The new strategy that the General quickly implemented was twofold. Firstly he invested in the safety of the local population and secondly he decreased the use of force against them, preferring to make use of the diplomatic route. Violence came to be Coalition forces’ last resort and only when all other methods of approach had failed.

This strategy brought intelligence agencies back to the frontline against terrorism. The legitimisation of the new administration in the eyes of most Iraqis, meant that they believed coalition forces could better protect them than the terrorist cells did in the past. This in turn allowed the intelligence tips to increase and the intelligence agencies to sufficiently pursue the various terrorist organisations on the country. This resulted in a steep fall of terror attacks, both against civilian and military targets.

The new strategy that General Petraeus quickly implemented was twofold. Firstly he invested in the safety of the local population and secondly he decreased the use of force against them, preferring to make use of the diplomatic route. Violence came to be Coalition forces’ last resort and only when all other methods of approach had failed. This strategy brought intelligence agencies back to the frontline against terrorism

What changed in intelligence thinking was primarily the ‘planning and direction’ level. While in the past intelligence worked on background checks for the ex-Ba’ath officials, from 2007 they started trying to identify terrorist cells in the country.

Their work was eased by the legitimisation of the new doctrine in the eyes of Iraqi society. As was mentioned earlier the established counter-terrorism model of the previous era, deterred Iraqi civilians from cooperating with the administration. The new doctrine allowed that to change. With the society convinced that it was in their interest to work with the new government of their country, they started supplying intelligences services with information. This in turn greatly improved the ‘collection’ level of intelligence agencies  and resultantly the final intelligence product.

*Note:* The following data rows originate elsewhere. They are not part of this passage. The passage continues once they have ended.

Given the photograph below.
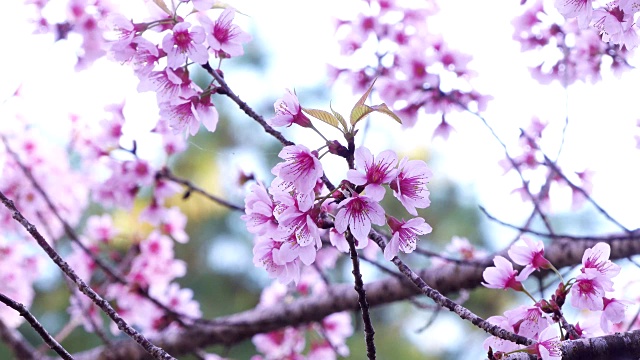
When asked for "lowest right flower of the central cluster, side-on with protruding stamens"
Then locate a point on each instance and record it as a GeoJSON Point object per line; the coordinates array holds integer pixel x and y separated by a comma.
{"type": "Point", "coordinates": [405, 235]}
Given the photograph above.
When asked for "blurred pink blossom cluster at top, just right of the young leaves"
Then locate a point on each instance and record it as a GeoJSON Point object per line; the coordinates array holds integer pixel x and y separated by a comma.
{"type": "Point", "coordinates": [417, 71]}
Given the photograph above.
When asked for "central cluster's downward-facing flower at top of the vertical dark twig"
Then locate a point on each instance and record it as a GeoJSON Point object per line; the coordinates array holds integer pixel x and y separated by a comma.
{"type": "Point", "coordinates": [357, 213]}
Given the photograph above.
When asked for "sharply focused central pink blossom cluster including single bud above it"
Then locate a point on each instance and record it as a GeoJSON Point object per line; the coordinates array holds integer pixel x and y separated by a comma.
{"type": "Point", "coordinates": [292, 215]}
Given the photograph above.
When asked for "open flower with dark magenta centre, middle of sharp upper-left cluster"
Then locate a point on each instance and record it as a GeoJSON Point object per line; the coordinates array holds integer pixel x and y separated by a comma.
{"type": "Point", "coordinates": [184, 42]}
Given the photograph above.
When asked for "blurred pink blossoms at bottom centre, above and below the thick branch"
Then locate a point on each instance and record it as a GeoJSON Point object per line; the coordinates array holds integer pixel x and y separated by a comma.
{"type": "Point", "coordinates": [326, 338]}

Petraeus Tactic Beyond Iraq

By late 2008  Gen Petraeus was transferred in US CENTCOM, bringing with him the wisdom acquired during his tours in Iraq. In his new position, he was now responsible besides Iraq, also for Afghanistan as well as the politically sensitive case of Pakistan, trying to make political compromises and to limit the use of force.

Besides use by the US forces in their various engagements around the globe, this doctrine is a road map on how to limit insurgent action, by maximising societal legitimisation and minimising collateral damage that in turn serves as a rallying banner for further violence. To that end countries that have suffered by asymmetrical strikes, such as India, can take valuable lessons and gradually escalate force application, instead basing their response in the use of intelligence and subsequently law enforcement, small scale military units and only as a last resort large scale military operations and such indiscriminate actions.

Conclusively the role intelligence plays in counter-terrorism work is directly connected with the counter-terrorism model in effect. It shows that when the model employed is particularly heavy-handed, the role of intelligence is low and the results poor. Subsequently when the model shifted, the role of intelligence became a major factor in counter-terrorism work.

Thus it is imperative that the intelligence agencies responsible for counter-terorism, must win the hearts and minds of the local population. What we see in Iraq is that when this principle was not adhered terrorism flourished. When intelligence was allowed to play its role in identifying terrorist cells and persecute them in a socially, not necessarily legal but legitimised context, the results were far better.

Of course we cannot claim that intelligence by itself can win the fight against terror. But intelligence is the first and most delicate line of defence against the phenomenon and not to make the most out of its capabilities would be a waste that states can ill afford to make in their struggle for security.